With the growth of SAP Conversational AI, the DevOps team has to find solutions to scale our entire infrastructure. We’ve started redesigning it entirely so we can support our increasing traffic. Being at Digital Ocean conforts us in our idea that micro-services are the best choice for us, but we need to go further. Right now, IAAS (Infrastructure-As-A-Service) makes sense for us. So, we’ve started comparing major cloud companies.
Infrastructure choices and design
We’re taking a look at Google Cloud Services, AWS (Amazon Web Services) and Microsoft Azure. Our infrastructure is split to really take advantages of each cloud services strengths.
And it’s official: our platform will be hosted on Microsoft Azure!
I mean, we’d love to.

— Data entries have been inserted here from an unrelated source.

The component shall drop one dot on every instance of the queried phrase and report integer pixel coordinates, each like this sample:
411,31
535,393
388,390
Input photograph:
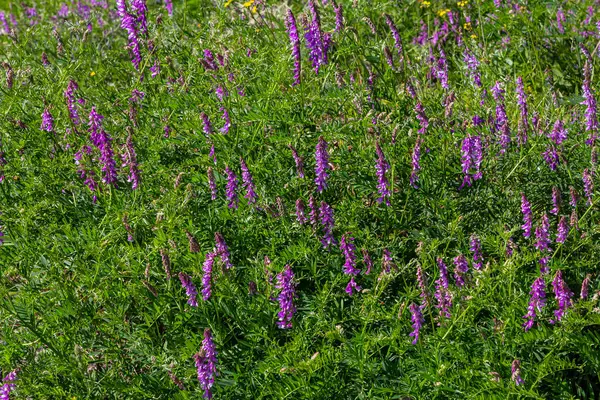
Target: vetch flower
298,160
516,373
417,322
536,302
290,23
588,185
47,121
563,296
285,282
206,364
207,270
442,293
248,183
190,289
322,164
300,217
527,216
475,247
461,267
232,183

But we have to learn how Microsoft Azure works… Before starting to create new instances of servers, we read lots of documentation on Microsoft Azure Documentation Center. We need to understand how a virtual network, a network gateway, a network security group, an high availability group or each component works on Azure. Here are our takeaways:
Each component of an Azure infrastructure is called a « resource ».
First, we decide to split our environments into different Resources Groups, which are virtual tools organizing resources. We create one for the production environment, one for the development environment, one for our tools (gitlab, gitlab runners), etc.
Now our resources are at their right places but they need to communicate with each others. To do this, we create a Virtual Private Network for each resource group. A virtual private network is a network where you can connect some resources under the same IP address block (for example: IP addresses from 10.0.0.0 from 10.255.255.255. So in this virtual private network, we can have 256*256*256 = 16 777 216 resources). Now, resources in this virtual private network can communicate with each others.
But by default, external connections to resources in this virtual private network are not allowed. The only entry point in our infrastructure is our Reverse-Proxy. With it, each connection on *.cai.tools.sap is routed directly into the right resources group, to the right resource.
Then, we split each virtual private network into sub-networks. We decide to have one sub-network by kind of servers: One for front-end servers, one for back-end servers, one for data servers, etc… A good thing with sub-network is we can allocate IP address blocks to each ones. For example: The front-end sub-network has IP addresses between 10.0.1.0 and 10.0.1.255 (in this sub-network, we can have 256 resources). The back-end sub-network has IP addresses between 10.0.2.0 and 10.0.2.255 (256 resources too). It’s the same for others sub-networks.
To provide an high-availability for our services, we decide to create high-availability groups (HAG) for all our servers. We have an HAG for each kind of server: one for front-end servers, one for API servers, one for machine learning servers, one for database servers, etc. A HAG can append a new server if one of the group crashes, programmatically or physically. So, we constantly have the same number of active servers in our infrastructure.
One of our goals is to provide a high availability for our services but to also provide a good response time and stand traffic. To do that, we choose to put a lot of instances for each kind of server (so, in the same HAG). And, to divide the incoming traffic between servers, we put a Private Load Balancer in front of each kind of servers. It splits traffic according to rules we prior decided (like CPU consumption or numbers of connection already active in this server).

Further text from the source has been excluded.